In balancing the desire of Hollywood for an ironclad grip over its programming, and the adverse impact upon consumers just as the FCC was trying to persuade them to transition to digital television, the FCC prohibited the use of Selectable Output Control (SOC), but did not prohibit set-top boxes from being manufactured with SOC capability. The idea was that the FCC might later be presented with a business model requiring the use of SOC, and the FCC did not rule out the possibility of granting a waiver if the applicant could demonstrate that consumers would not be harmed by the use of SOC.

The FCC today released a decision partially granting a waiver request from the MPAA that would allow cable and satellite companies, at the request of the program provider, to use SOC to prevent set-top boxes from outputting recent theatrical HD movies over “unsecured” outputs. The business model proposed in the waiver request is the release of movies through Video on Demand services while those movies are potentially still in theaters, and long before they become available on DVD or Blu-Ray disc. The MPAA persuaded the FCC that studios would never release their content to home viewing this early in a film’s marketing life unless assured that it wouldn’t result in the content immediately being pirated over the analog outputs of set-top boxes.
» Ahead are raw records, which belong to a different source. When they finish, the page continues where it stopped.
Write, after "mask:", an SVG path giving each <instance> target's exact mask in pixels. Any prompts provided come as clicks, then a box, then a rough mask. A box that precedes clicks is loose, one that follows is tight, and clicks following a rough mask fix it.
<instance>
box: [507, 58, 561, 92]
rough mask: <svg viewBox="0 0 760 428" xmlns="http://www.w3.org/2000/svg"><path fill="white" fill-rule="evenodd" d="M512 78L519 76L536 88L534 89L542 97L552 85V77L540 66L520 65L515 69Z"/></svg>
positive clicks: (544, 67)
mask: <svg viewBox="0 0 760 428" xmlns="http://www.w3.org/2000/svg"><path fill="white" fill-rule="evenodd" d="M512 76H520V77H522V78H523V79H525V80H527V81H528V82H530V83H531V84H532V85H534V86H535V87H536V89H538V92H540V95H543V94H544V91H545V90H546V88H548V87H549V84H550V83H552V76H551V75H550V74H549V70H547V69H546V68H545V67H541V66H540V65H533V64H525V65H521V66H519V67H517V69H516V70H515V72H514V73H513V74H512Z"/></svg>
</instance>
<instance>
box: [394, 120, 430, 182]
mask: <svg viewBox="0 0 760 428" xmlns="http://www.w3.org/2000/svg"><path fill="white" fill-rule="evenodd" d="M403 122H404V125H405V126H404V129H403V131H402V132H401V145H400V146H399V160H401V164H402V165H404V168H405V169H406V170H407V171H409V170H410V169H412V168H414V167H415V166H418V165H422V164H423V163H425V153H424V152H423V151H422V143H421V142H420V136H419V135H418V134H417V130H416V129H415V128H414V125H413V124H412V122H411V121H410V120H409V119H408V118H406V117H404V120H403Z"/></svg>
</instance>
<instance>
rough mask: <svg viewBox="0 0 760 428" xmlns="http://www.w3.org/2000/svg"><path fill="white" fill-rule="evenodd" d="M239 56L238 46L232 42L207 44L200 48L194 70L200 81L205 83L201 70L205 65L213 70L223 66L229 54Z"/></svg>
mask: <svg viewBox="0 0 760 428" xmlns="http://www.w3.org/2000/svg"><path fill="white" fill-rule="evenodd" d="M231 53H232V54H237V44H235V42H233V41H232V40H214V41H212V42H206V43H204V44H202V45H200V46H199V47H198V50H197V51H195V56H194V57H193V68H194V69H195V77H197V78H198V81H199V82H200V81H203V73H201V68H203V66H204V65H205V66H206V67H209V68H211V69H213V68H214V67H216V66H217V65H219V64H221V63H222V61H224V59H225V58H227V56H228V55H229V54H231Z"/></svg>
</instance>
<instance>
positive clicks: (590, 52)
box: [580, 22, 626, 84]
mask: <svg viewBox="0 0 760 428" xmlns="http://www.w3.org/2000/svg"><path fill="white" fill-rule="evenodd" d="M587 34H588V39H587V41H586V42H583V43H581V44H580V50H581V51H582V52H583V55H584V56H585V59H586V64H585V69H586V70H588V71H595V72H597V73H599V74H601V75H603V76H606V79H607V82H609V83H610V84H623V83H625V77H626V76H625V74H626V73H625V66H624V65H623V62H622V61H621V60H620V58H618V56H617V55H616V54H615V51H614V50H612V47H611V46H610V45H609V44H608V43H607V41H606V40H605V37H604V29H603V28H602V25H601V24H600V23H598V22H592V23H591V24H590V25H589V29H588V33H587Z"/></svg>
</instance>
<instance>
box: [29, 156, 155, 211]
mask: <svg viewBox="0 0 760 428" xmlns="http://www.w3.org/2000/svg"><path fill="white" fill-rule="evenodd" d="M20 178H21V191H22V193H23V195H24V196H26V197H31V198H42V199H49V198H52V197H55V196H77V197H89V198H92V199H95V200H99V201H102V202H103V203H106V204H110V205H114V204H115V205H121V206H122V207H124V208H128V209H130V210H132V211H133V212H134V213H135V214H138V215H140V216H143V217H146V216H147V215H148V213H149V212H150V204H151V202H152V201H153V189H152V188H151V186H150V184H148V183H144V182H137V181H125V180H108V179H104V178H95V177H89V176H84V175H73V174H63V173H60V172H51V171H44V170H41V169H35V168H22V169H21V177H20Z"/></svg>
In addition to the traditional opposition from consumer electronics manufacturers, who will face the wrath of consumers unable to get their components to work with the restricted outputs, the National Association of Theatre Owners (NATO) also objected. They argued that such an early release model would undercut their business, and that “instant availability of films will reduce choice and limit the ability to develop ‘sleeper’ hits in movie theaters.” Similarly, the Independent Film and Television Association (IFTA) asserted that SOC would reduce access to independently produced films.

The FCC chose, however, to grant a waiver, stating its belief that “home viewing will complement the services that NATO and IFTA members offer and provide access to motion pictures to those consumers who cannot or do not want to visit movie theaters.” While the FCC has long claimed not to be in the business of picking winners and losers in its technology decisions, that loud groan you hear is theater owners concerned that they are about to be “complemented” out of business by an ever-improving (and now speedier) home viewing experience.

In an effort to prevent SOC from being abused, however, the FCC did not grant the open-ended waiver sought by the MPAA. For example, the FCC limited the time during which SOC restrictions can be applied to 90 days, or whenever the movie becomes available on prerecorded media, whichever comes first. It also prohibited SOC from being used to promote proprietary connections (by blocking output to acknowledged copyright-secure connections on retail devices in favor of a Hollywood-preferred connection). The FCC also made clear that if “companies taking advantage of this waiver market their offering in a deceptive or unpredictable manner that does not allow consumers to ‘truly understand when, how, and why SOC is employed in a particular case’,” the FCC “will not hesitate to revoke this waiver.”

Finally, to prevent MPAA members from gaining an unfair advantage over other movie producers, the FCC is making the waiver available to any provider of first-run theatrical content that files an “Election to Participate” with the FCC. Such providers will be required to submit a detailed report to the FCC on their use of SOC two years from commencing use of SOC under the waiver so that the FCC can later assess whether the waiver needs to be modified or terminated. Whether the FCC will actually revisit the decision remains to be seen, but keeping its options open is likely a wise idea, as this is a decision that could well have cascading unintended consequences for all involved.